Strange Blues Rock The Capitol Theatre
A Thanksgiving tradition has been born at The Capitol Theatre with Strangefolk’s return to the classic venue. This time the group played for two nights alongside Blues Traveler, leading to collaboration between the two each night, not to mention memorable sets of their own. Friday proved to have a good turnout, keeping the adjacent Garcia’s filled before and after the show, and found Jon Trafton sitting in with Blues Traveler.
A two hour set of crowd favorites including an upbeat “Rachel”, an always beautiful and welcome “Speculator”, and a lengthy “Faces” and “Alaska” made for an excellent start to the weekend. Strangefolk played patiently and effortlessly, focused on taking these songs casually out into improvisation. The incredibly vibrant projections pleasantly distracted the audience from the view on the stage. Peter Shapiro, owner of The Cap, initially wanted Strangefolk to play the re-opening weekend back in November 2011, as reported by Jambands.com, but the band would ultimately reunite five months later at Brooklyn Bowl, also owned by Shapiro. It looks like Strangefolk fans can make plans for 2014 and enjoy an early holiday treat.

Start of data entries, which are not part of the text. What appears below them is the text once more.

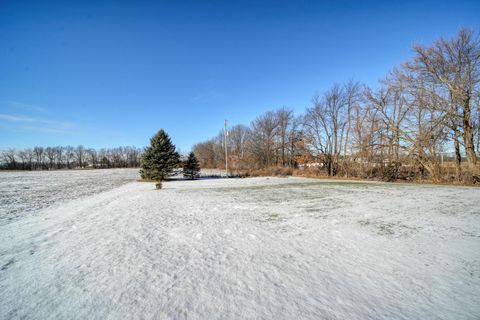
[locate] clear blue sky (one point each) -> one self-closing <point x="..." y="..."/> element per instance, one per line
<point x="112" y="74"/>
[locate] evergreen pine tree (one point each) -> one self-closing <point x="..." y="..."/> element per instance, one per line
<point x="160" y="158"/>
<point x="191" y="168"/>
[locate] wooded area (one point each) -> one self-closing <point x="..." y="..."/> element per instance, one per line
<point x="421" y="122"/>
<point x="40" y="158"/>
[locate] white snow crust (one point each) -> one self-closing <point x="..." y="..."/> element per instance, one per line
<point x="256" y="248"/>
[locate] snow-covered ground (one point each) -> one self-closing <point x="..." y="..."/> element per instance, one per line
<point x="26" y="192"/>
<point x="264" y="248"/>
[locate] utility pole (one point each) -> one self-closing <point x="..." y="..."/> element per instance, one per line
<point x="226" y="151"/>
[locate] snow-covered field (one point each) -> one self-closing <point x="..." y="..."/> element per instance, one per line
<point x="263" y="248"/>
<point x="26" y="192"/>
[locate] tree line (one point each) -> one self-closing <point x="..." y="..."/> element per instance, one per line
<point x="425" y="108"/>
<point x="68" y="157"/>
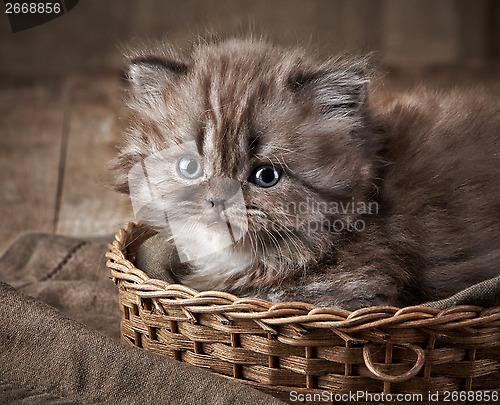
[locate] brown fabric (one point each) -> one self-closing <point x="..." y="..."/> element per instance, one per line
<point x="48" y="357"/>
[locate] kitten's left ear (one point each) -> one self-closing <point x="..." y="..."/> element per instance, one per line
<point x="337" y="88"/>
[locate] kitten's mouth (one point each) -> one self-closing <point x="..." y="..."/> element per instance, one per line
<point x="219" y="220"/>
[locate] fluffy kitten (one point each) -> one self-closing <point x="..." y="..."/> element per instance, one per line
<point x="324" y="196"/>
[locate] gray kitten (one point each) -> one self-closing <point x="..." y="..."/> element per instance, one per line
<point x="276" y="176"/>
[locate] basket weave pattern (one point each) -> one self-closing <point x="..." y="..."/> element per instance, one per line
<point x="286" y="347"/>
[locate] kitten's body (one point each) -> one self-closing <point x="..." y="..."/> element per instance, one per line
<point x="428" y="162"/>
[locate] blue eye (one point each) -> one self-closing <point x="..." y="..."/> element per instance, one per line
<point x="265" y="176"/>
<point x="190" y="168"/>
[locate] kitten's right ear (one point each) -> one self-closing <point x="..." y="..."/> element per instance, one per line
<point x="150" y="75"/>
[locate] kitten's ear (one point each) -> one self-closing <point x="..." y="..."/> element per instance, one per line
<point x="150" y="75"/>
<point x="339" y="89"/>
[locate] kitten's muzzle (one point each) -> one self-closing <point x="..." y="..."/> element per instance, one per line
<point x="221" y="190"/>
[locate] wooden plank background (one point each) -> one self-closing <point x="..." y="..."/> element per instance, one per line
<point x="60" y="93"/>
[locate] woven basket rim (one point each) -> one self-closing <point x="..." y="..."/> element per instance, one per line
<point x="267" y="314"/>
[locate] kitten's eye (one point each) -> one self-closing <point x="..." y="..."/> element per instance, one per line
<point x="190" y="168"/>
<point x="265" y="176"/>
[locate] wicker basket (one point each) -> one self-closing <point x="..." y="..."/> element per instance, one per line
<point x="297" y="348"/>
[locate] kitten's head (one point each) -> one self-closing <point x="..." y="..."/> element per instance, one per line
<point x="251" y="140"/>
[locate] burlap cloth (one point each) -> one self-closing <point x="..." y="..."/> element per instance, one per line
<point x="59" y="330"/>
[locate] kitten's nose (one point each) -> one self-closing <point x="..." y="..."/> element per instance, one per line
<point x="221" y="189"/>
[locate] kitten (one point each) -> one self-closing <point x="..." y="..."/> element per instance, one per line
<point x="279" y="177"/>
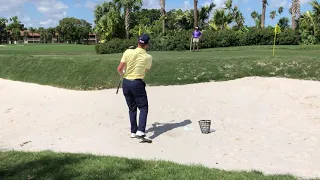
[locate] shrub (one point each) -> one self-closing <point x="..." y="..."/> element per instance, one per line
<point x="179" y="40"/>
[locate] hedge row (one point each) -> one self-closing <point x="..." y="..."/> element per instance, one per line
<point x="180" y="40"/>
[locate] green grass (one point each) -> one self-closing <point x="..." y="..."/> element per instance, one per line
<point x="49" y="165"/>
<point x="78" y="67"/>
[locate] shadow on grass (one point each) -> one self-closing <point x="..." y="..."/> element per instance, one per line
<point x="159" y="128"/>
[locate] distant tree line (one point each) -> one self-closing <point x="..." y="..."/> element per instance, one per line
<point x="69" y="30"/>
<point x="125" y="19"/>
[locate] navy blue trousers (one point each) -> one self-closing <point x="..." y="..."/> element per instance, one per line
<point x="136" y="97"/>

Setlist: Poland, Sometimes, Rachel, Rather Go Fishin, Sinner, Chasing Away, Speculator, Faces, Blue&Grey, Stout Hearted Man, Furnace, Alaska, Roads
Blues Traveler came out and the audience crowded the front row, packing in nicely to see John Popper look skyward with eyes closed as he belted out song after song. And if he wasn’t singing, he was digging through his various harmonicas for the right tone for the song or regular solo. That or drinking a variation from four separate solo cups on his harmonica table. Inside – a variety of drinks that he selected from methodically. A performance at the Cap allows a better and closer view for nearly all on the floor, bringing the band seemingly closer to the audience. During “Mountains Win Again”, Popper danced around lightly while the Tad Kinchla’s bass and Chan Kinchla’s guitar stretched the tune out. While Popper played harmonica, a casual observer might thought he spent this song taking small bites from his microphone at breakneck speed; Popper is a site to see tear into a harmonica.
Long jams on newer and older tunes ensued, with few breaks in between. A Ben Wilson keyboard jam led into “Run Around”, followed by Popper inviting Strangefolk’s Trafton to play guitar on “Mulling it Over”, where Trafton and Chan dueled and mutually shredded. His brother, Tad, tore through “What I Got”, before a segue into a drums segment and finally, “Hook”. A short “La Grange” encore, sung by Wilson, capped the night at the Cap.